Gold Bars Zurich April 2013
Gold bars Reuters

U.S. investors have finally started to warm to gold, citing an array of bullish factors as the precious metal broke past a key $1,300-per-ounce threshold on Friday.

“Compared to the bearish sentiment that prevailed at the start of this year, U.S. clients are warming to gold,” wrote UBS AG (VTX:UBSN) analysts in a note on Monday.

“That's not to say they're outright bullish -- they're not -- but the sentiment barometer (1-10 range) has moved from an icy 1 or 2 in January to a relatively warmer 5 or sometimes 6,” they added.

“Looking forward, gold should be on the receiving end of more long interest than it has seen for some time, although this will drag considerably behind the norms of previous years.”

But it doesn't necessarily mean that gold prices will soar skyward. The change in the precious metal's trading price has fluctuated within a narrow band of about $50 to $100 over the past several months, from lows of $1,180 per ounce to recent highs of $1,300 or so.

The analysts merely expect the establishment of a slightly higher trading range in coming weeks. They don’t expect a return to the days of gold at over $1,900, in all-time highs reached in September 2011.

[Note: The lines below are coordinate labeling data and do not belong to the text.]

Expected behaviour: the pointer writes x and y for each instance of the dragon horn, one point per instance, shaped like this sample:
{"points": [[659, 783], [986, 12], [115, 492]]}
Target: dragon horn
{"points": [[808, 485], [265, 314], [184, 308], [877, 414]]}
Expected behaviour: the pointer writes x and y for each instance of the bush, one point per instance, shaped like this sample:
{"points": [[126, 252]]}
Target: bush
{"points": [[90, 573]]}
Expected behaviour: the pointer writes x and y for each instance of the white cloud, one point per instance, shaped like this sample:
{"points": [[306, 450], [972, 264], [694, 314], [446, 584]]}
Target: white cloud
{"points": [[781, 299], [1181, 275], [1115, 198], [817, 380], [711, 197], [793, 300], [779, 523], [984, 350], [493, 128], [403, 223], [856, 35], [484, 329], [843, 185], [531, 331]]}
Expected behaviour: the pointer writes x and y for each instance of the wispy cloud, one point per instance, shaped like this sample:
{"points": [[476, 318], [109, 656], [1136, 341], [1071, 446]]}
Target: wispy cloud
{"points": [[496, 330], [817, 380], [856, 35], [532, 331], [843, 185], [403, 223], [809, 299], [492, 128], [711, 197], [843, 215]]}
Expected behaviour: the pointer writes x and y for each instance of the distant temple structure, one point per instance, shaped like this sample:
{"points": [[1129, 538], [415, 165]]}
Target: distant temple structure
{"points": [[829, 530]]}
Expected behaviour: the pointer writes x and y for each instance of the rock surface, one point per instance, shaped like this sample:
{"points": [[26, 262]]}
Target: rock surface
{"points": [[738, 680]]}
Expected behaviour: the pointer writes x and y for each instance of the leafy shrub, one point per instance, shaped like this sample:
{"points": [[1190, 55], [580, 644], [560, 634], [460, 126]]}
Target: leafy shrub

Better sentiment, after several weeks with analysts underlining weak or negative gold sentiment, stems from several factors.

Those include: “no expectations for a more aggressive Fed policy; potential for the removal of the 80/20 rule in India; light investor positioning; EM [emerging market] risks; gold's diversification with equities; persistent Chinese demand; constrained mine supply going forward; the need for tail risk hedging; and inflation or deflation risks.”

Nonetheless, investors are hesitant, since they can’t easily forget gold’s painful 2013, where it lost the most in value since 1981.

“It’s all rather tactical, rather than strategic,” UBS’ precious metals analysts Joni Teves and Edel Tully wrote. “Investors aren’t yet prepared to be in gold for the long or even medium haul just yet.”

“But now that U.S. players are putting gold on their radar again, gold has an opportunity to climb, an opportunity that was severely lacking just a few weeks ago,” they concluded.